Brokers have a hard enough time choosing a vendor and encouraging adoption. As big tech continues to absorb its more nimble rivals, more brokers will face more technology decision points, leaving agents wondering where they have to log in next.
These CRM acquisition trends illustrate why Gary Keller and Robert Reffkin are so driven to own their code, regardless of how bumpy the road is to get there.
Agents within such brokerages should realize that outside of the entire brand being acquired, their tech is there to stay. They can feel better about committing to it.
Additionally, it’s much more likely that these brokerages will communicate software changes, problems, and updates ahead of time (in an ideal scenario), offering agents the opportunity to prepare and adjust as needed. That’s not to say your current independent CRM doesn’t do that, but typically user feedback groups and feature beta tests are limited in size and scope.
The companywide collaboration and enterprise-level commitment to the technology can provide agents with more peace of mind about its longevity and support. In short, there’s a “we’re all in this together” mentality.
Brokers and agents
Brokers and agents don’t have any reason to believe your technology provider will “abandon” you. That’s an extreme way to couch the issue.
Sales and marketing automation are terrific advancements for the industry. Yet, how often does the user know the strategy behind them? Does the everyday agent with an already heavy task load really know how their CRM is scoring their leads?
Agents should exercise support teams’ understanding of what’s happening when an automated response campaign gets triggered, and technology providers should be ready to explain it.
Agents need to make sure they have a grip on the underlying business and marketing concepts their CRM is performing for them. Additionally, they need to ensure their technology-based marketing plan is portable and can translate into a new system.
The “set-it-and-forget-it” approach is only good when you know how it all works. Thus, get into the weeds on why segmentation is essential for lead nurture and lead management efficiency, and take time to understand how a single-listing page works and what it does for your seller.
It’s crucial for agents to know what percentage of their database is their own, always. The percentage of leads and contacts that are paid for by your brokerage and facilitated by your CRM are likely not yours to walk away with. Meaning, if you happen to get a new CRM, it will look a bit different because it will be working with different relationships.

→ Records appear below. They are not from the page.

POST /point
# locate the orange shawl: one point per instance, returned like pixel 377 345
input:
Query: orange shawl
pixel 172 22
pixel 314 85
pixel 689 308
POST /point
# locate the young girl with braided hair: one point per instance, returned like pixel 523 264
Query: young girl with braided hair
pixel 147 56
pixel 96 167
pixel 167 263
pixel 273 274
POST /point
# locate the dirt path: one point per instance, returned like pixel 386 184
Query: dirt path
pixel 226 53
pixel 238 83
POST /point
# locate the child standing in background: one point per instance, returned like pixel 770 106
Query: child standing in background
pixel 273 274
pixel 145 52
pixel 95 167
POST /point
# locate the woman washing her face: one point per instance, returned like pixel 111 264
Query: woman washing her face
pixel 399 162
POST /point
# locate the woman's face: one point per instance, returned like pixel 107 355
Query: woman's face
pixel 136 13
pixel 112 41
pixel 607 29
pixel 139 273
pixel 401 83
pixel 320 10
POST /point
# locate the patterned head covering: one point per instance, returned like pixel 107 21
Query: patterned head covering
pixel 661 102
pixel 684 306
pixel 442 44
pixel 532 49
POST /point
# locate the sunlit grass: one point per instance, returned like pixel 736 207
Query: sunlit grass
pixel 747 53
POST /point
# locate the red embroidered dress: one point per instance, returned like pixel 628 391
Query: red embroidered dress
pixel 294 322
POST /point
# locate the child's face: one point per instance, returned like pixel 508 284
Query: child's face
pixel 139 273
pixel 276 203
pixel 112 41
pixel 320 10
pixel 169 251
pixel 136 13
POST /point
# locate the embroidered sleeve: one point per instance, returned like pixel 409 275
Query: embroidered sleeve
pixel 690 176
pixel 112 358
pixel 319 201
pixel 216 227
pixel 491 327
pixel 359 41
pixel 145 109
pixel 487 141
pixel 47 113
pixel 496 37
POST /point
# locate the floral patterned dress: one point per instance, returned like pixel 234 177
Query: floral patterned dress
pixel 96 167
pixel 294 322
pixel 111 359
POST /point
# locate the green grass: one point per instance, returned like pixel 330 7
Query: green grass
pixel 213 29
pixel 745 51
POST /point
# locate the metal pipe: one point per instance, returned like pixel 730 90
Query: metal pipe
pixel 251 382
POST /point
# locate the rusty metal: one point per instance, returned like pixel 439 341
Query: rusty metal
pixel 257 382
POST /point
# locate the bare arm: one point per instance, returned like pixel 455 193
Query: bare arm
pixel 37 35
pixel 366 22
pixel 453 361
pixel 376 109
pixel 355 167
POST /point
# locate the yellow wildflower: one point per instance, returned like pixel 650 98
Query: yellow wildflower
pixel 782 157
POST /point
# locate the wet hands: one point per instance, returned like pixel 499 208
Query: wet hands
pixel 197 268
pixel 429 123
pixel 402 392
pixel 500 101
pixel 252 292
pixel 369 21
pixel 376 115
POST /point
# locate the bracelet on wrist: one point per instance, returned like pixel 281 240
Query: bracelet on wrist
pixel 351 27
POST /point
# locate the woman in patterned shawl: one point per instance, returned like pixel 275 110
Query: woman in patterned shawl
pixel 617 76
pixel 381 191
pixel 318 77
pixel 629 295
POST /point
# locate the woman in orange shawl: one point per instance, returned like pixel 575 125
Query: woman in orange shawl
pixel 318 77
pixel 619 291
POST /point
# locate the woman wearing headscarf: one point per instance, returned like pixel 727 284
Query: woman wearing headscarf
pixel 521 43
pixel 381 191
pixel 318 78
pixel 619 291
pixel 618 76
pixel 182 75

The ever-changing technology landscape is a big part of why earned leads are gaining ground; they offer a stronger sense of ownership, control and longer-term ROI.
Tech providers
Technology providers should begin to share the systems behind lead analysis algorithms or find a way to make the process more transparent.
Providers can help their constituents by offering a little goodwill along the way. By no means should any business halt their long-range goals or sacrifice employee goodwill, but they can create a balance.
This could take the form of an “acquisition promise” that entails sharing plans to sell in advance or at least communicating as a deal is happening. Dedicated customers don’t always have to find out their CRM was acquired by reading Inman.
They can do some customer relationship management of their own.
Lastly, the industry needs to do its homework on the rise of SPACs, or special purpose acquisition companies.
SPACs are companies specifically formed to acquire businesses and take them public, and they’re popping up all over residential real estate. Opendoor used one to go public, and former Zillow CEO Spencer Rascoff also has a SPAC that’s in the process of taking Offerpad public. Matterport is on its way to the stock exchange via a merger with Gores Holdings VI.
Regardless of how brokers prepare themselves or what a technology vendor does for their bottom line, working in the “right now” of the real estate tech space must be similar to what it’s like to sit in the cockpit of a starship as it jumps to lightspeed: It’s kind of a blur.
And agents are only along for the ride.